First round: Two interviewers. One asked about a complex multi-stakeholder deal I'd closed, specifically wanting to understand who the economic buyer was, who the internal champion was, and what the competitive dynamic looked like. Standard MEDDIC-style framing but they wouldn't call it that. The second interviewer ran a mini case: 'you're trying to grow BCG's footprint in financial services in a market where McKinsey dominates, what's your approach.' My instinct was to answer like a consulting problem, not a pure sales problem, and I think that was right.

Second round: Partner interview. Felt very exploratory. They asked what consulting firms could do better commercially and whether I'd seen any innovations in how professional services firms sell. Honest take: this round is mostly checking whether you can sit across from a senior partner and hold a conversation without flinching.
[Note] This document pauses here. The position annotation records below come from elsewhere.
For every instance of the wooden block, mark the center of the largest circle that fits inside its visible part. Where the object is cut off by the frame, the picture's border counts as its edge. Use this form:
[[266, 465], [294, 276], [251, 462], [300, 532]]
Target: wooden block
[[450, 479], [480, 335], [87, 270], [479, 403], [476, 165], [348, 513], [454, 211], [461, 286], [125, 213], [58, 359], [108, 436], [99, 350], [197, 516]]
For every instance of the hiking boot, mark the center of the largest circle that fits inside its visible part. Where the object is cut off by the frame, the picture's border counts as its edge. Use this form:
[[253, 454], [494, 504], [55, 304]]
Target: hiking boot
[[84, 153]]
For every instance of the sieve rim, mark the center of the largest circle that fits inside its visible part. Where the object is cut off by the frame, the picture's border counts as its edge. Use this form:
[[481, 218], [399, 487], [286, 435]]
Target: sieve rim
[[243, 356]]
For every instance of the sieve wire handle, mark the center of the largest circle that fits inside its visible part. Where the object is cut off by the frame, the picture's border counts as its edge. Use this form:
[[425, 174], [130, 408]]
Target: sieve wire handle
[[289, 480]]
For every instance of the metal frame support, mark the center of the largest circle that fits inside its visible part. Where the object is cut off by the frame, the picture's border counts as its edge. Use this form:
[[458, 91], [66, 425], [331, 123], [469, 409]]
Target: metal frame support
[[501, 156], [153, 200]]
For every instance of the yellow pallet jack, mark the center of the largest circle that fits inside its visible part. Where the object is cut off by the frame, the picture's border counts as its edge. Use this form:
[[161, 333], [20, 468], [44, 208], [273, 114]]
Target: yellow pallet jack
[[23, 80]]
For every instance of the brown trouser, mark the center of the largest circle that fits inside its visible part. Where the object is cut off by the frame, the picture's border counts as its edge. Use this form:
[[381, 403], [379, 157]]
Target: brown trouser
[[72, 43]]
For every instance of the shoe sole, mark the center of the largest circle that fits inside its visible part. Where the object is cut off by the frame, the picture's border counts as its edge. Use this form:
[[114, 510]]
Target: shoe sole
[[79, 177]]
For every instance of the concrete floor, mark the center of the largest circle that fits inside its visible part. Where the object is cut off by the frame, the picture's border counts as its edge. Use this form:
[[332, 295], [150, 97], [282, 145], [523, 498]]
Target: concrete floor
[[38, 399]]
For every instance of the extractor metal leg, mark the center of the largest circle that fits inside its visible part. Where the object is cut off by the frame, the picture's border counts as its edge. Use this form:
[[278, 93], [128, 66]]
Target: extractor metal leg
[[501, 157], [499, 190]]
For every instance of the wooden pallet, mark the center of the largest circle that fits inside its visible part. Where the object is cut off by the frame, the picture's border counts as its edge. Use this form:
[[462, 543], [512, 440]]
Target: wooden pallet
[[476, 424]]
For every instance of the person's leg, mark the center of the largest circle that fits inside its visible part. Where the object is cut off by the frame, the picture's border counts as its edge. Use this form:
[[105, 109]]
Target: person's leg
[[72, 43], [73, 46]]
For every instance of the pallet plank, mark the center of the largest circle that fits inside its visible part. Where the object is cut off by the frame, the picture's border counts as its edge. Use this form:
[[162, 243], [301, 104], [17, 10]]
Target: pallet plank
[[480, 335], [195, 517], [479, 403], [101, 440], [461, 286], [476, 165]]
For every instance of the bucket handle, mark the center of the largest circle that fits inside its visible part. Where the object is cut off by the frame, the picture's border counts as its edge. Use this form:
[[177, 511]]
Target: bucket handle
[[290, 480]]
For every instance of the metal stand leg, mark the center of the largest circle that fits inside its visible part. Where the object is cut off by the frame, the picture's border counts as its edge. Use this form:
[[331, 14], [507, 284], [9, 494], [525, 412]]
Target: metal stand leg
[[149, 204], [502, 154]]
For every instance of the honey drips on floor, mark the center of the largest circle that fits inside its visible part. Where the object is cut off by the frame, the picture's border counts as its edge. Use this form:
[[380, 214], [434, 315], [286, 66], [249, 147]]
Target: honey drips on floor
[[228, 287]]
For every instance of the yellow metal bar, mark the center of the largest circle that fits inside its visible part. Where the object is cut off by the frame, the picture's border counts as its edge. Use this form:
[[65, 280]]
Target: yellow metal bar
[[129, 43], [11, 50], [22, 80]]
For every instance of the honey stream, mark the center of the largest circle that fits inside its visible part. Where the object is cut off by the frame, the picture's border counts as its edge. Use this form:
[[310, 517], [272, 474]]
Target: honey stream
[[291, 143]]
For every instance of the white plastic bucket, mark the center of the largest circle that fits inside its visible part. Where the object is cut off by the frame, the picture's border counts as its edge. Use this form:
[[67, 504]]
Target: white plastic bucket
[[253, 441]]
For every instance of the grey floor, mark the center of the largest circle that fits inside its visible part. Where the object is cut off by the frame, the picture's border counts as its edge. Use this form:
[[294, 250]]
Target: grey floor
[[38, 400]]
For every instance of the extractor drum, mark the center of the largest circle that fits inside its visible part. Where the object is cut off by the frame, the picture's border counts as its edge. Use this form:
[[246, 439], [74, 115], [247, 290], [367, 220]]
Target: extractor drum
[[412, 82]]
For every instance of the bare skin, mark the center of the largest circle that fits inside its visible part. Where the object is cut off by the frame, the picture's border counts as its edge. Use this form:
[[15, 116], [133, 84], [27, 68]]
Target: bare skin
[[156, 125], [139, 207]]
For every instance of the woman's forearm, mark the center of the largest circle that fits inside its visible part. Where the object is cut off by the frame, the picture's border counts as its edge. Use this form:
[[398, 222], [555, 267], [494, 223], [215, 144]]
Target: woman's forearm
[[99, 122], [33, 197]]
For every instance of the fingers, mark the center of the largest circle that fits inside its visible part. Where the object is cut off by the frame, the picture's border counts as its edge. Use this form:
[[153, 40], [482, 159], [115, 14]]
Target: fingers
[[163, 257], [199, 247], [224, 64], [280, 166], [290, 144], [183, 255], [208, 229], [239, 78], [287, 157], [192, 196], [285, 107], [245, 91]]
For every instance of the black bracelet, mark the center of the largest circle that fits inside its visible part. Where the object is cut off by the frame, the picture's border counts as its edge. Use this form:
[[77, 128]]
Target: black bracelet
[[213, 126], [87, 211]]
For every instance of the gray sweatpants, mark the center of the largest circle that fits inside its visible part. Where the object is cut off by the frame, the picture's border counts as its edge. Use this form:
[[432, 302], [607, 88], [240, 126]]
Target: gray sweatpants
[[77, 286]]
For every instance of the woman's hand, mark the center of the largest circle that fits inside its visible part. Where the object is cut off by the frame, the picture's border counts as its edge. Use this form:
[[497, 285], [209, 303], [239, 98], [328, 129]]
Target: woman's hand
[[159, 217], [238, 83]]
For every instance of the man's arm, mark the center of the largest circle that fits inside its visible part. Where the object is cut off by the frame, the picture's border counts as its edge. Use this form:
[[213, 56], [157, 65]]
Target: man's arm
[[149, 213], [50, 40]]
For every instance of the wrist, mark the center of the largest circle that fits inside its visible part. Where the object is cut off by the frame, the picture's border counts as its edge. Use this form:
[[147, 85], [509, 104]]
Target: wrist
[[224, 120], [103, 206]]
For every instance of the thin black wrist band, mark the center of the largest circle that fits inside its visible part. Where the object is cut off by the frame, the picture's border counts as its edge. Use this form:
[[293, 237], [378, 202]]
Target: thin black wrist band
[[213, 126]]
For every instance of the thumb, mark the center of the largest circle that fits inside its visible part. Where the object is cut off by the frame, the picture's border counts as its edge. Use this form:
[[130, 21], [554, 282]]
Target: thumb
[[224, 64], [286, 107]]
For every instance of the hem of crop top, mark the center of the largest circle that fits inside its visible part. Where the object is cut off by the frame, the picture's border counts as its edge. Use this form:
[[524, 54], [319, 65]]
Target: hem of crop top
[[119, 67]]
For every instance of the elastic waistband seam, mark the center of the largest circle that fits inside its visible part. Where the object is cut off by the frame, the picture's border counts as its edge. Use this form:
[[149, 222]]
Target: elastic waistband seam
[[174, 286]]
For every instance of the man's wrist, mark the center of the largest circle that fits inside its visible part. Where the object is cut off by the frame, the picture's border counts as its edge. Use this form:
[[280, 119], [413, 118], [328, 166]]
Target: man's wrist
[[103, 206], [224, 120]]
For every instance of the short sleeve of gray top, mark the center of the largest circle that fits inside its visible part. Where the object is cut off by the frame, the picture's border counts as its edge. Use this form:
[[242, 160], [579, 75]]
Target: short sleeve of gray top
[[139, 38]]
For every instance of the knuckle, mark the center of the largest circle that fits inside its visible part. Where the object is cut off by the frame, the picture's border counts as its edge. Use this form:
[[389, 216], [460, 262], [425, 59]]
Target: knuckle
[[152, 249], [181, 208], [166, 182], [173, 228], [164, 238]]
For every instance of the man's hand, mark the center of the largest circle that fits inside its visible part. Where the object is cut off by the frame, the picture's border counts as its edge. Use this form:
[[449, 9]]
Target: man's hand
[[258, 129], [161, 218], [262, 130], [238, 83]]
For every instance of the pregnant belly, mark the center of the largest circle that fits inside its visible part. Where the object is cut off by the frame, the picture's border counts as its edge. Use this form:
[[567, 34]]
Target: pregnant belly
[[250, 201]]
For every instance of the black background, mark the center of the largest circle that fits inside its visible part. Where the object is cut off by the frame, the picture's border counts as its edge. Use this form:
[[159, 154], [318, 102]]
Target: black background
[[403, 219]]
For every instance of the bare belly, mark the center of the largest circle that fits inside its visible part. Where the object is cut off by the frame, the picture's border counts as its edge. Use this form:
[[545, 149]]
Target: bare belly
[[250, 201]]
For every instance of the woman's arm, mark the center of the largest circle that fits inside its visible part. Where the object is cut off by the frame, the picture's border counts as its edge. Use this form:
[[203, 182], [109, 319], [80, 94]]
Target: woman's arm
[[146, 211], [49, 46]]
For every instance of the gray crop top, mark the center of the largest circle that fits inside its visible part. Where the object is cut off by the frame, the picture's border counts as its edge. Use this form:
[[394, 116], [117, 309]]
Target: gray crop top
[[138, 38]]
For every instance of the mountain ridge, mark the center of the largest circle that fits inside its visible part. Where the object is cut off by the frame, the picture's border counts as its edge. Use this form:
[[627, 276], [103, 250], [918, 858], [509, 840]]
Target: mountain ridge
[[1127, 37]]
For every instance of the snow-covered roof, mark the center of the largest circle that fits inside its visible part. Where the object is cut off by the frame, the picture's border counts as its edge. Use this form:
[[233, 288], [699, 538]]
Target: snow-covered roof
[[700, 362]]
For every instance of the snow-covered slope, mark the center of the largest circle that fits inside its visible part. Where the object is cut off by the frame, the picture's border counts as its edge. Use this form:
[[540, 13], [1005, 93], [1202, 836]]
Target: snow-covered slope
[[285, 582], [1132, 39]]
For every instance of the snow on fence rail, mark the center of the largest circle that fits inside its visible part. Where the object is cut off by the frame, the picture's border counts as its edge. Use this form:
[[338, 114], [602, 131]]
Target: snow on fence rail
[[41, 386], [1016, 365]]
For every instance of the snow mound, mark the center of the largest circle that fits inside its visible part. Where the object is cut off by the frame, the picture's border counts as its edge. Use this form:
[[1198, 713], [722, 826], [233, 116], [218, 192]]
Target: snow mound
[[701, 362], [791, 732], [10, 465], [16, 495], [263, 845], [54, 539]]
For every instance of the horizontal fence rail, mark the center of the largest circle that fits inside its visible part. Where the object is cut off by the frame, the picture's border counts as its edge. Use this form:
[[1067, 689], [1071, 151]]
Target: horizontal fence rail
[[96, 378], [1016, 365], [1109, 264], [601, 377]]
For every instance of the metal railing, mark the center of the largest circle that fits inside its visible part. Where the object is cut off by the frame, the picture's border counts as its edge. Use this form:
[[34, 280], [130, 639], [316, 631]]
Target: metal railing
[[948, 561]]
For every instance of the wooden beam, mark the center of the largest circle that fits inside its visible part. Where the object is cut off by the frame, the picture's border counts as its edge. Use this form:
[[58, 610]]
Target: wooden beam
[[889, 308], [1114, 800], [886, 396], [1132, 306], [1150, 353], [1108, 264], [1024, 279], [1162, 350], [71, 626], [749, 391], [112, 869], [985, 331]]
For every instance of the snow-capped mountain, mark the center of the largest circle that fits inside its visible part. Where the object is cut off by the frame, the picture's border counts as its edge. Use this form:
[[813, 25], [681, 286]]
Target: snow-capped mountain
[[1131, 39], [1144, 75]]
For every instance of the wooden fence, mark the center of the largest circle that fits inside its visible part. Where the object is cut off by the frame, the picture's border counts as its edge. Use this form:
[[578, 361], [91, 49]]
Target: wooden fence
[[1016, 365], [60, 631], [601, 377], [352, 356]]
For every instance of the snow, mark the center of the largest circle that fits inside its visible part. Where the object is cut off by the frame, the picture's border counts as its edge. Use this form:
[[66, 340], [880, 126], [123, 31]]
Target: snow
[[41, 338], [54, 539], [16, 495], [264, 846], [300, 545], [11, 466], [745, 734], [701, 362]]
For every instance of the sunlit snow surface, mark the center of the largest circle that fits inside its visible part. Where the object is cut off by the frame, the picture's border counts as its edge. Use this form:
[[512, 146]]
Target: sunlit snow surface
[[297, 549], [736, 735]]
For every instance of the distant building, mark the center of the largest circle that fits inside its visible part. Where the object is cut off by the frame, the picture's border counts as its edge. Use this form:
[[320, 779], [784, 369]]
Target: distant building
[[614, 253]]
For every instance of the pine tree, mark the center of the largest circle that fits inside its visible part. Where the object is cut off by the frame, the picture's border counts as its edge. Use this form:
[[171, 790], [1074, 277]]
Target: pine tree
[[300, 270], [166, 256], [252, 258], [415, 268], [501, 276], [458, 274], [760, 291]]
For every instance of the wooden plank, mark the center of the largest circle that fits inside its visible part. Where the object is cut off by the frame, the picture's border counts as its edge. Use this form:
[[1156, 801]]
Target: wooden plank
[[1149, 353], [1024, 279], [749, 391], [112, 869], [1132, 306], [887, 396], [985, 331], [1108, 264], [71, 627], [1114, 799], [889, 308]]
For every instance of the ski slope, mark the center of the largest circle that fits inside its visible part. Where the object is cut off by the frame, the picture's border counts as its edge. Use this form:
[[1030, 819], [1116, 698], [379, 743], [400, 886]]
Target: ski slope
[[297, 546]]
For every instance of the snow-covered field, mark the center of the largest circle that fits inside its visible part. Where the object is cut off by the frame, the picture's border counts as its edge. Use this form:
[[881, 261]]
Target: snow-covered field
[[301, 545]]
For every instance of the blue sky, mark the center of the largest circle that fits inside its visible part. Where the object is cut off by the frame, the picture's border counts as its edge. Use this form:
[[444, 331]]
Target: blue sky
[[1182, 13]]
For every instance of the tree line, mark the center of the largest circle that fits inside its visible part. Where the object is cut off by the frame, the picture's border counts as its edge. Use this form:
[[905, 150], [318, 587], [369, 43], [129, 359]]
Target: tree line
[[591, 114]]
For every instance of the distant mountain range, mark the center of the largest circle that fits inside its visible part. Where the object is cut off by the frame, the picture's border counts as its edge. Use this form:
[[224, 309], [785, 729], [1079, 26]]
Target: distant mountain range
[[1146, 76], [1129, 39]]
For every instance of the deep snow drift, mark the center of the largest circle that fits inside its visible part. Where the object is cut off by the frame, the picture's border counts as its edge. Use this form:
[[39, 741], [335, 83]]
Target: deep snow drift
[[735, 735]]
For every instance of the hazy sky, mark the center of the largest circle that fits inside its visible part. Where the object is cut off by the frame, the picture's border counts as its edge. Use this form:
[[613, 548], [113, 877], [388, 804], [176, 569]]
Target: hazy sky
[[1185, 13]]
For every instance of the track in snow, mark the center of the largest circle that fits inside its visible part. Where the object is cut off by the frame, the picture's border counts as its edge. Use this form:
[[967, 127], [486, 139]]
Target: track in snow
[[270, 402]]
For AEs coming from SaaS: the big adjustment is that BCG's 'sales cycle' is measured in months or years and the deliverable is intangible expertise, not a software seat. The way you talk about pipeline management and relationship development needs to translate to that context.

4 replies

sdr_sky

This is useful, I'd been wondering if BCG was even a realistic move for someone coming from SaaS sales. Sounds like you need to have already been operating at a pretty senior enterprise level before they take you seriously.

tired_recruiter

From what I've seen placing people in professional services commercial roles: the gap most SaaS AEs can't close in interview is the ambiguity of the 'product.' At BCG you're selling intellectual capital and relationships, and the pitch isn't a demo. Candidates who treat it like a SaaS sale often get filtered early.

ae_andre

Exactly right. The mini case they gave me was a signal that they want you to think like a consultant, not just a pipeline manager. I spent a few days re-reading McKinsey articles on professional services BD before my second round and I think it showed.

consultant_cam

The C-suite selling piece is real. Consulting firms are paranoid about people who are great at building champion relationships at the VP level but can't actually get in front of the CEO. That's where almost all the consulting deals close or die.